If that's all it takes to be "a violent and heinous terrorist" who belongs in prison for life, would Spitzer similarly condemn David Broder, the countless others who justified the massacres in Iraq, or other killings of innocents in the name of causes which Spitzer himself supports and which he himself therefore justified? To ask the question is to answer it, and to reveal how elastic, self-serving and manipulative these terms are.

UPDATE: In the most predictable development ever, The Atlantic reports: "Foiled Bomb Plot Sparks Calls for Expanded Military Presence in Yemen."  The first line reads:

The U.S. is seriously considering sending elite "hunter-killer" teams to Yemen following the foiled mail bombing plot by militants in Yemen. The covert teams would operate under the CIA's authority allowing them to kill or capture targets unilaterally, The Wall Street Journal reports. Support for an expanded U.S. military effort in Yemen has been growing within the military and the Obama administration, according to The Journal.

I'm sure that escalated military activity in Yemen along with roving bands of CIA hit squads will go a long way toward solving the problem of anti-American hatred in that country and the Muslim world generally. If only we kill more of them and bring more violence to their country, they'll stop wanting to mail bombs to ours. See also: this post from earlier today on the reliance of even the NYT's Public Editor on anonymous military sources to uncritically spout the military line.

UPDATE II: Here's what NPR listeners heard on Friday (h/t Pedinska):

MELISSA BLOCK: Now, Dina, the fact that these packages were coming from Yemen targeting apparently Jewish synagogues in Chicago, that triggers all sorts of connections, doesn't it?

DINA TEMPLE-RASTON: Indeed. I mean, they think that al-Qaida in Yemen is somehow behind this. And the sources I spoke to said that they believe that they saw the fingerprints of the American-born imam that we've talked a lot about, Anwar al-Awlaki, and perhaps he's behind this.

Why not just turn over these media outlets to government officials directly and cut out the middlemen? I suppose the answer is that doing so would destroy the illusion of independence, which is vital to the effective dissemination of propaganda. John Parker --former military reporter and fellow of the University of Maryland Knight Center for Specialized Journalism-Military Reporting -- last week mocked NPR's Tom Gjelten for mindless subservience to the Pentagon's line.
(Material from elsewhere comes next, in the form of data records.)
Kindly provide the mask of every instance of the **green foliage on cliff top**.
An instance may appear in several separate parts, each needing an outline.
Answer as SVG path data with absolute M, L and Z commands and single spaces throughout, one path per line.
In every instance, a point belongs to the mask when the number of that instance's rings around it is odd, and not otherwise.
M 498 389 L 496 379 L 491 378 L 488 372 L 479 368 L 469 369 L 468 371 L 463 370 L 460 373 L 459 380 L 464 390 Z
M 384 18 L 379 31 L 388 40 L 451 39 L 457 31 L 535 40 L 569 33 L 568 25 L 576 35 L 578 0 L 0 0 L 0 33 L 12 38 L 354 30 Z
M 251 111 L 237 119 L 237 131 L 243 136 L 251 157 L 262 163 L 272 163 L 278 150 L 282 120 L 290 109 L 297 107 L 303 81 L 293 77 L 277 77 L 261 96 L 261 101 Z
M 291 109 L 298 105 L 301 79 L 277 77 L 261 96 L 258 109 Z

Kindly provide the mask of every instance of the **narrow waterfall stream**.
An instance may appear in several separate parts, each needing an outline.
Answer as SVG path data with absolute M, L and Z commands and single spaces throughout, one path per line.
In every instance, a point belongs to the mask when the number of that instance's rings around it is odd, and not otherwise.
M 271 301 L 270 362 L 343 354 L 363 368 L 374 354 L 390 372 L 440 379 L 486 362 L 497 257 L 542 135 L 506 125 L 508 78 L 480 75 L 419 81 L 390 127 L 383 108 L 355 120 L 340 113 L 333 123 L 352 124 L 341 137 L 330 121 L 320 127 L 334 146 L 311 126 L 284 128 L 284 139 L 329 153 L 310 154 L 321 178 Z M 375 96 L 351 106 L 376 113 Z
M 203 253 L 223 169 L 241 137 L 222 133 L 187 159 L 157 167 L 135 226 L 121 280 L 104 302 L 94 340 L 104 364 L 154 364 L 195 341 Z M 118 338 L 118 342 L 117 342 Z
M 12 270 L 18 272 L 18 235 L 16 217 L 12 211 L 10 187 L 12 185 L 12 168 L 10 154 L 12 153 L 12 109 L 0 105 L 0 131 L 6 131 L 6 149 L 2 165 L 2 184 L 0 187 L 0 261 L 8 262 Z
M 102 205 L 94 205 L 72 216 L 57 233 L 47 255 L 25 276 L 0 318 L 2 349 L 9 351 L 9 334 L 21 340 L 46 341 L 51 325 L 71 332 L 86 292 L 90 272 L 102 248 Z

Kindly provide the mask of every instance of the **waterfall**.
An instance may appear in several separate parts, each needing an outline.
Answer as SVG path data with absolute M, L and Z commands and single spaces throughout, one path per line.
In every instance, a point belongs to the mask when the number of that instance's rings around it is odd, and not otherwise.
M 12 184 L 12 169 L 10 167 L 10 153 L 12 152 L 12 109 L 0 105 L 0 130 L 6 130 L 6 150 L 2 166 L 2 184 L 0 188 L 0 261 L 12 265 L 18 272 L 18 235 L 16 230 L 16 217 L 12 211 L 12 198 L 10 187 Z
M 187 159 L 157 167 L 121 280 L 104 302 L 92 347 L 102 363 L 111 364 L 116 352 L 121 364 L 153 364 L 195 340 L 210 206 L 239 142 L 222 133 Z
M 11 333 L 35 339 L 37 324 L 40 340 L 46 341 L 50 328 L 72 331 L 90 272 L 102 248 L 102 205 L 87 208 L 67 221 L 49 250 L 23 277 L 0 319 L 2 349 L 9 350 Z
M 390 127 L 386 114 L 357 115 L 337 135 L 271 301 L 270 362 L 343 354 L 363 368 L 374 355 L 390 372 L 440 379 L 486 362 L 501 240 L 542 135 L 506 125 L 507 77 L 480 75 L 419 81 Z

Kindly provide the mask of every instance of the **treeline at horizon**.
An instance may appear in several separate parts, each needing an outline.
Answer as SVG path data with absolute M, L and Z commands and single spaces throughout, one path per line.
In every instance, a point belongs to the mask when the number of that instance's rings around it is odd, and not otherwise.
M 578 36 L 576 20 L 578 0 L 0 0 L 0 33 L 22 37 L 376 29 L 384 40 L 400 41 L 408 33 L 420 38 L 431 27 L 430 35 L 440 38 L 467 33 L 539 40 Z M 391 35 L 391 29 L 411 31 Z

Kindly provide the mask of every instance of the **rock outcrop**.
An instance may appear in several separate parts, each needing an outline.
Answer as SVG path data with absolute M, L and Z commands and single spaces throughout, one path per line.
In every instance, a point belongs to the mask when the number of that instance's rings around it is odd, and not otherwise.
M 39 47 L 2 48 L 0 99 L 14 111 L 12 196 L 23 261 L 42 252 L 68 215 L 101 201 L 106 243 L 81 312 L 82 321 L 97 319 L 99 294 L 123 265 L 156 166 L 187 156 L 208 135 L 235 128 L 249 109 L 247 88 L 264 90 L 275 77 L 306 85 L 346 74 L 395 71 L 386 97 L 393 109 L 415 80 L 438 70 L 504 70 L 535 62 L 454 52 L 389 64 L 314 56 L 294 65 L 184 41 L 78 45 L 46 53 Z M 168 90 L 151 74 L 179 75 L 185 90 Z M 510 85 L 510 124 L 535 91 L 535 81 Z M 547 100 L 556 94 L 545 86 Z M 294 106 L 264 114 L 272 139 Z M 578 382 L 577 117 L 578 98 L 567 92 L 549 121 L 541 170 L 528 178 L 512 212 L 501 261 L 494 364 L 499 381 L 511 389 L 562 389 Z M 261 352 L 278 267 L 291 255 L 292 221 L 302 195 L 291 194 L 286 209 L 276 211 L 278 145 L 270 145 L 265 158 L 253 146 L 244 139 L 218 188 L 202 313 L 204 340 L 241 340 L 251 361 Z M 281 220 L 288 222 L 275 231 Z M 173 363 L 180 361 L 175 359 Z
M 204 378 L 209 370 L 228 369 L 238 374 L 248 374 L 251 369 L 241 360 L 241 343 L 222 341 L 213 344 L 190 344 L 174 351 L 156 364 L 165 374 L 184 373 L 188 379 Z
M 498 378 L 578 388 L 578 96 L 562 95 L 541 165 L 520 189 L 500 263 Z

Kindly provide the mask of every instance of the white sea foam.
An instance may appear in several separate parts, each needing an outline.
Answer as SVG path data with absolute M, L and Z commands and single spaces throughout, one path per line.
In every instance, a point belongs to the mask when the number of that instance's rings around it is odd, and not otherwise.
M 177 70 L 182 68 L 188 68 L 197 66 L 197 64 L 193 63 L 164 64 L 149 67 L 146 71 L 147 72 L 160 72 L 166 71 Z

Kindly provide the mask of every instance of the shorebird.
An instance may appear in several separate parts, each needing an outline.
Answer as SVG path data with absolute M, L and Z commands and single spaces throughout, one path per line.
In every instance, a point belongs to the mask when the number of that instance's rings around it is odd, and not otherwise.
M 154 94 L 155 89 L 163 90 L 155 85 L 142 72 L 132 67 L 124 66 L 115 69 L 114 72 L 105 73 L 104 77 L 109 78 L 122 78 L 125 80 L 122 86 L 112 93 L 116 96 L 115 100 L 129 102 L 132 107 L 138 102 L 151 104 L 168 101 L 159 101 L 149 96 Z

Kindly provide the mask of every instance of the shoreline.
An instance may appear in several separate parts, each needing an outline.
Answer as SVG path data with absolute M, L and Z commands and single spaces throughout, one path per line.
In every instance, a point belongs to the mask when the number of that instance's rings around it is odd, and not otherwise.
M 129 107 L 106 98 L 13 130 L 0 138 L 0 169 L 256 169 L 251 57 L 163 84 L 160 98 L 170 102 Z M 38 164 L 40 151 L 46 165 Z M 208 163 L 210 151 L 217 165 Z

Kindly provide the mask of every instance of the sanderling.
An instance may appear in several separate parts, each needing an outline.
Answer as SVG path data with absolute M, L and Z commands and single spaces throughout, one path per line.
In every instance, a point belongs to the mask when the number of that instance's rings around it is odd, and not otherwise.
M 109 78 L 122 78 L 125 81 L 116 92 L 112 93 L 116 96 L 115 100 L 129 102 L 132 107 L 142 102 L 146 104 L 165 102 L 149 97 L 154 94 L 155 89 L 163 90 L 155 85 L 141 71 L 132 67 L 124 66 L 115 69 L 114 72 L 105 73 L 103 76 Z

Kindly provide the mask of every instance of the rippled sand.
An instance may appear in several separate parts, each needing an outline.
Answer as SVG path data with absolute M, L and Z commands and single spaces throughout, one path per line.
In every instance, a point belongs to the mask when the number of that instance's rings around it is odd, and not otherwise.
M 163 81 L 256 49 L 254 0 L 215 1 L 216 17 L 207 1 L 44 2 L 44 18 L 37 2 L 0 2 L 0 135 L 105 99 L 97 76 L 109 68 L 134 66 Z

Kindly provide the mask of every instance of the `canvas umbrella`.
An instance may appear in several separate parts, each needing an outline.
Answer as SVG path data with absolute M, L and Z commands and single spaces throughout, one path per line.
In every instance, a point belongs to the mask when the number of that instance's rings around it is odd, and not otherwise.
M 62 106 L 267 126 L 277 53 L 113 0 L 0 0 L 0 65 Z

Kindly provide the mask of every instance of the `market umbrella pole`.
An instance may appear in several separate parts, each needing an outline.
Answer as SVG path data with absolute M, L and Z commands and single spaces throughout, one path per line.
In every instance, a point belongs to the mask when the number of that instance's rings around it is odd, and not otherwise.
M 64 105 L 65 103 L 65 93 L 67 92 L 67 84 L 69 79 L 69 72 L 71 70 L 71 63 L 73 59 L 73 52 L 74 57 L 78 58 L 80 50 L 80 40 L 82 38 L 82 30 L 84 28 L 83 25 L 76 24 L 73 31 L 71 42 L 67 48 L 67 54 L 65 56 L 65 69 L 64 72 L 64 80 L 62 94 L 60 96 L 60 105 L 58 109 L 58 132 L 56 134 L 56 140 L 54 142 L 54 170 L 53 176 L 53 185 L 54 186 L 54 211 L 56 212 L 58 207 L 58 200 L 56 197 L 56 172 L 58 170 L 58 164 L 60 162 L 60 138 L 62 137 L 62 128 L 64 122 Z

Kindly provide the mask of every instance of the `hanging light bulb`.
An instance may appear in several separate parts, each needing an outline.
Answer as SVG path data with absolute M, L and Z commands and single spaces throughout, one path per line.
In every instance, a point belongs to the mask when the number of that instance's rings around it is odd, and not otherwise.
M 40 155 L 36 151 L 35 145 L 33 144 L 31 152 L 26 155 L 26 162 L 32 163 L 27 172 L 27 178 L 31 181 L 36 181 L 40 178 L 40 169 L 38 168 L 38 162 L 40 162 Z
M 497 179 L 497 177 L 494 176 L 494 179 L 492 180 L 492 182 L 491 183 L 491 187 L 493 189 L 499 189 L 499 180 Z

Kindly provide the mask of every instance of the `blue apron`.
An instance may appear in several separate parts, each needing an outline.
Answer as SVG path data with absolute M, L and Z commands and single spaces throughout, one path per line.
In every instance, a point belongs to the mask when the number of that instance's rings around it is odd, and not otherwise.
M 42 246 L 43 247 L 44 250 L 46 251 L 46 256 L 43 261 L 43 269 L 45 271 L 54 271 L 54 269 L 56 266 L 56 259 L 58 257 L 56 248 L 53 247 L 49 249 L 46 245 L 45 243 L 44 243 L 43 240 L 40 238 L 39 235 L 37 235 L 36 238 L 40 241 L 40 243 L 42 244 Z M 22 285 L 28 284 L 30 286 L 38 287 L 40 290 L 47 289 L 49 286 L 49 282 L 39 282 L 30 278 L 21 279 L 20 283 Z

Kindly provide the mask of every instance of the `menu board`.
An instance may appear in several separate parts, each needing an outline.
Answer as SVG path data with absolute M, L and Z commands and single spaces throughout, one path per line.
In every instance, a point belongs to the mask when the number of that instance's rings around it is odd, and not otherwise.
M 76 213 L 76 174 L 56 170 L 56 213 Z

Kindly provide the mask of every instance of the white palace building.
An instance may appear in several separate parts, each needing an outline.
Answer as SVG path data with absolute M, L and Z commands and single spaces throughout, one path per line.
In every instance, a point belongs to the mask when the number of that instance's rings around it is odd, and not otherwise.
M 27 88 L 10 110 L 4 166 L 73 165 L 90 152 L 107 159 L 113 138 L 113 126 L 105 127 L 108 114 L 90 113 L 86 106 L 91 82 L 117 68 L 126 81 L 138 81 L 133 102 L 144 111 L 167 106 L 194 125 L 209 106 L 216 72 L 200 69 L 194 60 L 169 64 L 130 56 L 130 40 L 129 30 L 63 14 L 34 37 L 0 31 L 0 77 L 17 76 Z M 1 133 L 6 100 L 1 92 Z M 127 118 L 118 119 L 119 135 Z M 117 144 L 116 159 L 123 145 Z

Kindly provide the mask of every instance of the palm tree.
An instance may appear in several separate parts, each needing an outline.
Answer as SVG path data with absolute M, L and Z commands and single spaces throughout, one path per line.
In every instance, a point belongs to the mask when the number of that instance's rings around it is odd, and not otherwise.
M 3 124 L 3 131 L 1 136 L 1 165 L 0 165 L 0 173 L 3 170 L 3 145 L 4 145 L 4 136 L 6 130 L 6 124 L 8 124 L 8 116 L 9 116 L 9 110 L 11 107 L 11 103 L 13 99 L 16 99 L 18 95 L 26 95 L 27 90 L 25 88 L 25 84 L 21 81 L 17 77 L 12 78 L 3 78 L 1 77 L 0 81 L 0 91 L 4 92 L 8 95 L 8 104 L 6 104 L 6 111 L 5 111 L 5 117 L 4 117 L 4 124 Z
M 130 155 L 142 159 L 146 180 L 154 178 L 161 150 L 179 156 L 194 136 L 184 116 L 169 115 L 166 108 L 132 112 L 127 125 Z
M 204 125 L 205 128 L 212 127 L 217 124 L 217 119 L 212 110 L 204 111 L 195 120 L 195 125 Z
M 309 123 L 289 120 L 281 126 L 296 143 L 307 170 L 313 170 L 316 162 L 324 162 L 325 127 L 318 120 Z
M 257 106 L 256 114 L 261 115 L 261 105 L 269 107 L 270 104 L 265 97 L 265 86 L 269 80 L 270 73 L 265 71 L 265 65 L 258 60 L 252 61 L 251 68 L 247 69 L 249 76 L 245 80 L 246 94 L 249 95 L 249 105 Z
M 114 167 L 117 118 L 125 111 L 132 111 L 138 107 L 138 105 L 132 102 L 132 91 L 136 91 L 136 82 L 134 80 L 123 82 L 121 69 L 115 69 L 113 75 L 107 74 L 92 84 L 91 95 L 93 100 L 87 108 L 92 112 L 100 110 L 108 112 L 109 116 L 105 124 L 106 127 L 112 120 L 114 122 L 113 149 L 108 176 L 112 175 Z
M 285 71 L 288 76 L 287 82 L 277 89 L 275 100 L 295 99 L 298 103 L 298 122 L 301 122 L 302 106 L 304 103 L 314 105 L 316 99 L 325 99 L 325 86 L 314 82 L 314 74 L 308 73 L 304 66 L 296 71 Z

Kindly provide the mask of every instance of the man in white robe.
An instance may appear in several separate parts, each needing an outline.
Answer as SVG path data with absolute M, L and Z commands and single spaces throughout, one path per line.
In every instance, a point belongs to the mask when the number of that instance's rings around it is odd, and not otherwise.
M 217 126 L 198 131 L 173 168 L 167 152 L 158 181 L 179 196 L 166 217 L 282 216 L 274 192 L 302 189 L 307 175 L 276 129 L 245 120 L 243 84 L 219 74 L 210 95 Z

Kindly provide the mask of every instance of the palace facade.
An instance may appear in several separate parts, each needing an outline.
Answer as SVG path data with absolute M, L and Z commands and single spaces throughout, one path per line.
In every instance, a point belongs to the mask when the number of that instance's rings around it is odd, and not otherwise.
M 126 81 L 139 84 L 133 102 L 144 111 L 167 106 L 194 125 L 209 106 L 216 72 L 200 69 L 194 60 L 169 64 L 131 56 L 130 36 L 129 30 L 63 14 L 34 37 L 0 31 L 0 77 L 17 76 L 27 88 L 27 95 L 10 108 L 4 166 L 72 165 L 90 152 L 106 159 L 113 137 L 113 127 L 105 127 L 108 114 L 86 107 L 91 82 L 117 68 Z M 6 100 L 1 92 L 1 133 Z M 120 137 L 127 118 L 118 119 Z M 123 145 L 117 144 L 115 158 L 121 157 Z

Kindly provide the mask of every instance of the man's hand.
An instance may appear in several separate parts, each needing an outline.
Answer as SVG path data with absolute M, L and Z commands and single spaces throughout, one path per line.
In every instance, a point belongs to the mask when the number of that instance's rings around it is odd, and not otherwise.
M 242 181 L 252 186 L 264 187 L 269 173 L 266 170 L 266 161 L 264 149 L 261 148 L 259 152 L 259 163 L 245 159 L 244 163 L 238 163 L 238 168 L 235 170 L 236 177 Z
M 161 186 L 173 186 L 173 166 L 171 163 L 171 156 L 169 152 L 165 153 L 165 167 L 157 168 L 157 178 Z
As he notes, that is not unique to Gjelten but rather illustrative of how our establishment media functions generally.

UPDATE III: Perusing news accounts, it seems the most mystifying aspect of this whole episode -- as always -- is trying so very hard to understand why anyone in Yemen would possibly want to mail a bomb to the United States, of all places?  Why oh why would anyone there want to do that?  It's so puzzling.